Para aqueles que têm apoiado essas medidas, eu te agradeço por serem parceiros em nossos esforços. Em particular, quero agradecer a Sua Santidade o papa Francisco, cujo exemplo moral nos mostra a importância de buscar o mundo como ele deveria ser, em vez de simplesmente se conformar com o mundo como ele é; o governo do Canadá, que sediou nossas discussões com o governo cubano; e um grupo bipartidário de parlamentares que trabalharam incansavelmente para a libertação de Alan Gross, e para uma nova abordagem para avançar nossos interesses e valores em Cuba.
Finalmente, a nossa mudança na política em relação a Cuba acontece em um momento de liderança renovada nas Américas. Em abril do ano que vem, estamos preparados para ver Cuba se juntar às outras nações do hemisfério na Cúpula das Américas. Mas vamos insistir para que a sociedade civil se junte a nós para que os cidadãos, e não apenas os líderes, moldem o nosso futuro. E eu apelo a todos os meus colegas líderes para dar significado ao compromisso com a democracia e aos direitos humanos no centro da Carta Interamericana. Vamos deixar para trás o legado da colonização e do comunismo, a tirania dos cartéis de drogas, ditadores e eleições fraudulentas. Um futuro de maior paz, segurança e desenvolvimento democrático é possível se trabalharmos juntos – não para manter o poder, não para assegurar interesses, mas em vez de avançar os sonhos de nossos cidadãos.
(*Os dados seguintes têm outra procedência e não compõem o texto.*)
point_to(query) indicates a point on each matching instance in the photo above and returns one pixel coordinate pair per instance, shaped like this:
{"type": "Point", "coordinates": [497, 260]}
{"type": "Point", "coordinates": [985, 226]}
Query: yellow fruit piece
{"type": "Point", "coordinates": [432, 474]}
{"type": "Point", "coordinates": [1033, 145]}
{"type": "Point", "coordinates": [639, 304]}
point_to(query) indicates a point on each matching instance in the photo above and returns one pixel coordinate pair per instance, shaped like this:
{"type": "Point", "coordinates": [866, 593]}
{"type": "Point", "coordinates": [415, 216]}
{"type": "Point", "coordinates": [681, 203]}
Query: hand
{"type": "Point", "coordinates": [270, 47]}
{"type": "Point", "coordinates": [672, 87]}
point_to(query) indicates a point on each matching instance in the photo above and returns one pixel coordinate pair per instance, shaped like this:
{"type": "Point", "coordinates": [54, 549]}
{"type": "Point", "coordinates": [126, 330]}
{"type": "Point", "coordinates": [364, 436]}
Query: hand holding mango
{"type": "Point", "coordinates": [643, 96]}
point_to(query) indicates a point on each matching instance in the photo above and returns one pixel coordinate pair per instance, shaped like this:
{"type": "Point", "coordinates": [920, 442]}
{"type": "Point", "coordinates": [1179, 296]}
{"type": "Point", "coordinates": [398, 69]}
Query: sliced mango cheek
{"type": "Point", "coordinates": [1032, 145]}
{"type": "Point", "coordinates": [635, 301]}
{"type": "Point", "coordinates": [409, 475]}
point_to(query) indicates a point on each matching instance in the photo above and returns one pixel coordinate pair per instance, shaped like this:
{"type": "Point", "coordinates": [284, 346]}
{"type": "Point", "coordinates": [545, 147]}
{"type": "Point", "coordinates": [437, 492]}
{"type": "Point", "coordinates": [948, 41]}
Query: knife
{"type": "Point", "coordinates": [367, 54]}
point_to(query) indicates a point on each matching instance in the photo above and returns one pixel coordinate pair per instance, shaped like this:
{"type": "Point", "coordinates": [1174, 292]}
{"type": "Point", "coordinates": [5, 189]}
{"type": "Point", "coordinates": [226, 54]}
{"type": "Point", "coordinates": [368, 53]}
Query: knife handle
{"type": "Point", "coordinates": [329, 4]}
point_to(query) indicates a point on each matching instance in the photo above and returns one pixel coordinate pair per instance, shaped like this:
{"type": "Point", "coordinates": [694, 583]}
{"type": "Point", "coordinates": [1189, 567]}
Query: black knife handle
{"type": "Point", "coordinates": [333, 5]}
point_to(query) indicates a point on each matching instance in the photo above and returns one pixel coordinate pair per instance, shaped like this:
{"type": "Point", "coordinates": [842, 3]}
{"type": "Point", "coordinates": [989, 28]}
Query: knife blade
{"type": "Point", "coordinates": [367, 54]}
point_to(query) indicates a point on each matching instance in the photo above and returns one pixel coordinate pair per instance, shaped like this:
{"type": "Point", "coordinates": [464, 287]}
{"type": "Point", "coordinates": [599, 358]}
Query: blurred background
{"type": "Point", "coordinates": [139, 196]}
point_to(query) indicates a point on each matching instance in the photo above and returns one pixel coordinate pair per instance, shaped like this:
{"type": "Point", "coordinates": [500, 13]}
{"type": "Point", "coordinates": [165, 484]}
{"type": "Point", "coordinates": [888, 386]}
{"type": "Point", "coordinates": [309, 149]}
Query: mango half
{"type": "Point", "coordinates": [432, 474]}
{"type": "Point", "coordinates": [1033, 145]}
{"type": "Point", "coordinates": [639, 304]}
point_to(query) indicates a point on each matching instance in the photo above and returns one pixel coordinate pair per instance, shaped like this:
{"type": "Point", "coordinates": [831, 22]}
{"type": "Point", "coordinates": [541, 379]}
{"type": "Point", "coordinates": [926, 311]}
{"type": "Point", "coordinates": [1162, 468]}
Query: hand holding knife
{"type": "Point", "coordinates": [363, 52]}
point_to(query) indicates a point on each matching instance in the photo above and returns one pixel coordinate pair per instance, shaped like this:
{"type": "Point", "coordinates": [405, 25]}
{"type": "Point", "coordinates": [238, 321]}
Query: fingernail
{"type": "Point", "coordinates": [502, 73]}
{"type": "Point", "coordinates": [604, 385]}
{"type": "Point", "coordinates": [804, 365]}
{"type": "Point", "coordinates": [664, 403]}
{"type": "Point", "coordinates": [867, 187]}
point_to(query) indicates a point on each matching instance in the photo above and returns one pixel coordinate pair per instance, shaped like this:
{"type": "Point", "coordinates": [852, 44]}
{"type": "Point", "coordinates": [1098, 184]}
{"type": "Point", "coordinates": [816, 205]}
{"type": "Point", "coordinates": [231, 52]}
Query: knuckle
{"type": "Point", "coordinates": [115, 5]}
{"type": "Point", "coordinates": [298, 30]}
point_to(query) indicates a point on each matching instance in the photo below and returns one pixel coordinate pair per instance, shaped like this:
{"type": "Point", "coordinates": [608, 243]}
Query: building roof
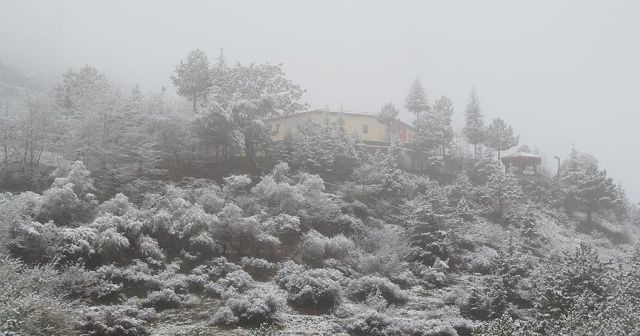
{"type": "Point", "coordinates": [522, 155]}
{"type": "Point", "coordinates": [360, 114]}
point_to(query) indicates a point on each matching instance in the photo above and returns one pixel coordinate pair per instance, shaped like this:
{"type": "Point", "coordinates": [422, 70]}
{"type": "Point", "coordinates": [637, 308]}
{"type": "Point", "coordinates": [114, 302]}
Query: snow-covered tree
{"type": "Point", "coordinates": [585, 185]}
{"type": "Point", "coordinates": [249, 95]}
{"type": "Point", "coordinates": [192, 77]}
{"type": "Point", "coordinates": [416, 101]}
{"type": "Point", "coordinates": [474, 130]}
{"type": "Point", "coordinates": [500, 136]}
{"type": "Point", "coordinates": [433, 128]}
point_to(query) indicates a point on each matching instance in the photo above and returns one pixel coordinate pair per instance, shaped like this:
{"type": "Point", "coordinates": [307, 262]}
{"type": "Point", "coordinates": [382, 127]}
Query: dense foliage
{"type": "Point", "coordinates": [143, 214]}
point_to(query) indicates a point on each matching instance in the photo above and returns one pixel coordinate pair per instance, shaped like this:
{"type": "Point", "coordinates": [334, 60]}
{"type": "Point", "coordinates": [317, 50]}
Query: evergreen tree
{"type": "Point", "coordinates": [416, 102]}
{"type": "Point", "coordinates": [248, 96]}
{"type": "Point", "coordinates": [474, 130]}
{"type": "Point", "coordinates": [587, 186]}
{"type": "Point", "coordinates": [500, 136]}
{"type": "Point", "coordinates": [192, 77]}
{"type": "Point", "coordinates": [433, 128]}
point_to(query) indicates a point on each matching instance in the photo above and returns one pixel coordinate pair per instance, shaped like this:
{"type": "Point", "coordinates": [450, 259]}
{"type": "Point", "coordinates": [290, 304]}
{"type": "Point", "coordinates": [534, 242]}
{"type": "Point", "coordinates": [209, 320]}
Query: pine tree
{"type": "Point", "coordinates": [500, 136]}
{"type": "Point", "coordinates": [474, 130]}
{"type": "Point", "coordinates": [433, 128]}
{"type": "Point", "coordinates": [192, 77]}
{"type": "Point", "coordinates": [587, 186]}
{"type": "Point", "coordinates": [416, 102]}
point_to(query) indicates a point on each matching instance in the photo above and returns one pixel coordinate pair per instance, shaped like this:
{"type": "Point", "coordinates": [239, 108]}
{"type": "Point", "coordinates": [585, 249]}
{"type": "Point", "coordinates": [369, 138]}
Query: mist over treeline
{"type": "Point", "coordinates": [141, 209]}
{"type": "Point", "coordinates": [335, 168]}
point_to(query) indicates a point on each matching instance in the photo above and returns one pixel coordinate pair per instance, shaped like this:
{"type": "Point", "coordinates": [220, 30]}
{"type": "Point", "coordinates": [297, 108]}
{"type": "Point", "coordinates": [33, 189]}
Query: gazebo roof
{"type": "Point", "coordinates": [522, 156]}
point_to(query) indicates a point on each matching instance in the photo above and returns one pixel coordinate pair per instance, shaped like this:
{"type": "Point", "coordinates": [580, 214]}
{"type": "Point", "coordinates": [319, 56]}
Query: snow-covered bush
{"type": "Point", "coordinates": [257, 267]}
{"type": "Point", "coordinates": [360, 288]}
{"type": "Point", "coordinates": [316, 289]}
{"type": "Point", "coordinates": [112, 245]}
{"type": "Point", "coordinates": [166, 299]}
{"type": "Point", "coordinates": [372, 323]}
{"type": "Point", "coordinates": [82, 284]}
{"type": "Point", "coordinates": [30, 302]}
{"type": "Point", "coordinates": [314, 248]}
{"type": "Point", "coordinates": [285, 227]}
{"type": "Point", "coordinates": [255, 307]}
{"type": "Point", "coordinates": [236, 281]}
{"type": "Point", "coordinates": [117, 206]}
{"type": "Point", "coordinates": [137, 277]}
{"type": "Point", "coordinates": [150, 248]}
{"type": "Point", "coordinates": [115, 321]}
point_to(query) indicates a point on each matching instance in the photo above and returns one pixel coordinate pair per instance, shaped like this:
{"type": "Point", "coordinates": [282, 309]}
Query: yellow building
{"type": "Point", "coordinates": [366, 126]}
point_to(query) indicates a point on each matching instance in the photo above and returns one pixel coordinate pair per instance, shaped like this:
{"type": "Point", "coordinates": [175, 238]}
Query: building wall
{"type": "Point", "coordinates": [353, 124]}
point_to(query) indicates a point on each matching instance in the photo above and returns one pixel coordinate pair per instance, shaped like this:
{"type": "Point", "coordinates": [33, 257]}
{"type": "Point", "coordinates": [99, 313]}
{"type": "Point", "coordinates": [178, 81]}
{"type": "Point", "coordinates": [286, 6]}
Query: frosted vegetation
{"type": "Point", "coordinates": [126, 214]}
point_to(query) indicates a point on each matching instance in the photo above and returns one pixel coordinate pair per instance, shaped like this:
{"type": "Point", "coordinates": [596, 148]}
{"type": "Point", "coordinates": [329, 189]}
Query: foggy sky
{"type": "Point", "coordinates": [560, 72]}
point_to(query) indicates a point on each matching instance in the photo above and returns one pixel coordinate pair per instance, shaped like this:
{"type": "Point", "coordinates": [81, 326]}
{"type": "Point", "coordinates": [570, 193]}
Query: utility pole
{"type": "Point", "coordinates": [558, 173]}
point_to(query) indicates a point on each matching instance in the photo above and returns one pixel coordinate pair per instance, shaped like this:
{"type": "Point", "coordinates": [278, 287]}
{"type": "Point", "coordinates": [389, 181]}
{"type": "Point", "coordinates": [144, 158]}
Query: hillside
{"type": "Point", "coordinates": [132, 214]}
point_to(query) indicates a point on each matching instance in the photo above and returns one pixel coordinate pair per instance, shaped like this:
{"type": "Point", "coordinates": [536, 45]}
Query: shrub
{"type": "Point", "coordinates": [314, 247]}
{"type": "Point", "coordinates": [254, 307]}
{"type": "Point", "coordinates": [165, 299]}
{"type": "Point", "coordinates": [373, 323]}
{"type": "Point", "coordinates": [137, 278]}
{"type": "Point", "coordinates": [150, 248]}
{"type": "Point", "coordinates": [30, 303]}
{"type": "Point", "coordinates": [216, 268]}
{"type": "Point", "coordinates": [316, 289]}
{"type": "Point", "coordinates": [114, 321]}
{"type": "Point", "coordinates": [112, 244]}
{"type": "Point", "coordinates": [117, 206]}
{"type": "Point", "coordinates": [361, 288]}
{"type": "Point", "coordinates": [236, 281]}
{"type": "Point", "coordinates": [257, 267]}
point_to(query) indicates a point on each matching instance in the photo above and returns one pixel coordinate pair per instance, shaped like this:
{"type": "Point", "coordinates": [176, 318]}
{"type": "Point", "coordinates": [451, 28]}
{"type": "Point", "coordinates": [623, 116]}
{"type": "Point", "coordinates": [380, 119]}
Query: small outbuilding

Meus compatriotas americanos, a cidade de Miami fica a apenas 321 quilômetros ou algo assim de Havana. Milhares de cubanos têm vindo a Miami – em aviões e balsas improvisadas; alguns com pouco mais do que a roupa do corpo e esperança em seus corações. Hoje, Miami é muitas vezes referida como a capital da América Latina. Mas também é uma cidade profundamente americana – um lugar que nos lembra que os ideais são mais importantes do que a cor da nossa pele, ou as circunstâncias do nosso nascimento; uma demonstração do que o povo cubano pode conseguir, e a abertura dos Estados Unidos para a nossa família ao sul. Todos somos americanos.
Mudar é difícil – em nossas próprias vidas e na vida de nações. E a mudança é ainda mais difícil quando nós carregamos o peso pesado da história sobre os nossos ombros. Mas hoje estamos fazendo essas mudanças porque é a coisa certa a fazer. Hoje, a América escolhe se soltar das amarras do passado, de modo a alcançar um futuro melhor – para o povo cubano, para o povo americano, para todo nosso hemisfério, e para o mundo.
Obrigado. Deus os abençoe e Deus abençoe os Estados Unidos da América.”